Our concept of trust is about to change.
The recent rise of deepfakes, highly convincing fake audio or video files that are manipulated using machine learning techniques, is deeply disturbing and will have a high impact on what is meant by trust in the near future. How do we decide what is real and what is fake? Will deepfakes be misused by parties to affect local or global politics? And how will deepfakes impact us in the next decade or so?
Digital signatures may provide a partial solution to these problems. However, the solution is not perfect and cannot prevent that deepfakes will have a profound impact on how we decide what is true and false in the digital era. We might find ourselves in a difficult situation in only a matter of years.
It is easy to see how powerful deepfakes can be: the ability to let Biden or Putin say anything you want him to say in a video fragment could severely impact political discourse. It’s not too hard to believe that in a few years, the technology may have improved as much as to make deepfakes that are indistinguishable from reality. With that assumption in mind, how will we know what videos are real, and which ones are not?
One solution might be to look at digital signatures. In a few words, digital signatures are used to provide a digital method to ensure that a message or a file was sent by a claimed sender, and anyone reading the signature can verify that the message or file was indeed sent by that sender. One example that you may know of are the TLS certificates used by a website: when you visit for example http://www.google.com, you can click the little lock in the address bar and see the certificate, which ensures you that you are indeed dealing with Google LLC.

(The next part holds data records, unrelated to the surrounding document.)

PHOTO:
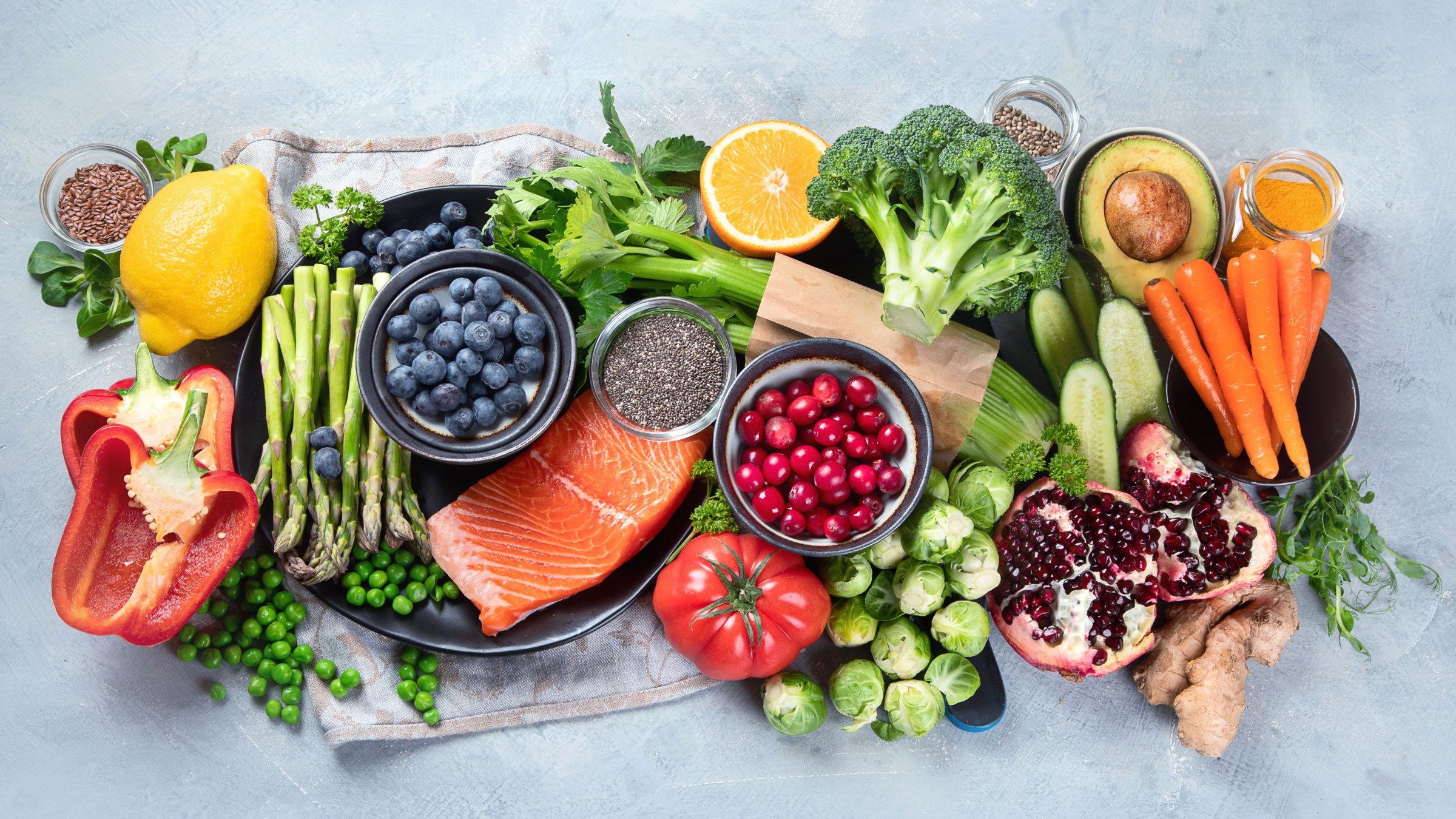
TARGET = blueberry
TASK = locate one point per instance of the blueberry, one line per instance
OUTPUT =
(354, 260)
(460, 422)
(446, 397)
(430, 368)
(386, 249)
(324, 436)
(439, 237)
(529, 360)
(453, 215)
(372, 240)
(326, 462)
(510, 398)
(468, 232)
(426, 405)
(530, 330)
(405, 352)
(488, 291)
(401, 328)
(494, 375)
(479, 337)
(462, 289)
(401, 382)
(485, 411)
(470, 360)
(424, 308)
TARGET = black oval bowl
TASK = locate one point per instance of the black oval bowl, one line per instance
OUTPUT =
(775, 369)
(433, 273)
(1329, 413)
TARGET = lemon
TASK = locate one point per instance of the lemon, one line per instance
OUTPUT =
(200, 257)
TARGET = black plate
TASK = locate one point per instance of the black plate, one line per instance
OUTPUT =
(453, 627)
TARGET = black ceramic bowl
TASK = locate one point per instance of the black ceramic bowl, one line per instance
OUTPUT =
(806, 359)
(433, 274)
(1329, 411)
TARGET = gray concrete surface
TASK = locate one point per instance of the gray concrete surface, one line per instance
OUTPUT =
(93, 726)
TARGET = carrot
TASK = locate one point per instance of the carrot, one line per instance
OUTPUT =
(1177, 327)
(1235, 276)
(1293, 302)
(1261, 274)
(1318, 302)
(1213, 317)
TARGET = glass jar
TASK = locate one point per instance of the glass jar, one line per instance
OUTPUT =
(1289, 194)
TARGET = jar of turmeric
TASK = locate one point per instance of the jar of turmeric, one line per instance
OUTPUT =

But digital signatures can be used for any type of data, not just messages or websites. For example, it can also be used to sign audio or video footage! This means that if anybody tampers with the footage, that the digital signature becomes invalid. Let’s say you record a video and sign it with your digital signature, then anyone can verify that this video is from you. Any deepfake based on such a video will not have a valid signature from you.
Now, a naive implementation of this would only worsen the problem, as was noted in this blog on Forbes. However, digital signatures do have the potential to authenticate real footage. A real video released by the Biden administration would be signed by the White House. A real video of a celebrity would be signed by that celebrity. Deepfakes based on such footage would not, and would therefore not be trusted. This is similar to the analogy of websites: a real website will have the certificate of the company behind the website, while a phishing website will not.
This raises two questions. First, how do we know what the real signature of an entity is? And second, what is the impact on trusting audio or video footage?
The first question is easy to answer: Similarly to certificates for websites, we will most likely have to rely on PKI technology, where we have to trust some third party with verifying the validity of a signature.
The second question is much harder: A video file may be real, but unsigned by anyone. Or perhaps it is signed by a shady news organization that has tampered with the video but signed it anyway. In the end, we will no longer be able to trust audio or video footage just because it exists, as we were able to do until now. We will only be able to trust the entity signing the authenticity of that audio or video footage.
One of the implications of this is that the concept of fake news is expanded much further than what we consider today: not only will a polarized society read different news items and dispute basic facts about reality, they will have a visually different experience of truth based on which entities they trust. If what you see is based on what you trust, you may end up in a completely different reality to your neighbor.
And so, we will reach an era where audio and video evidence becomes truly disputable. It will be easy to verify the authenticity of footage signed by persons, organizations and entities you trust, but your truth world will be entirely decided by your personal trust. And so, we may find ourselves in completely different truth worlds from one another in a truly post-truth society.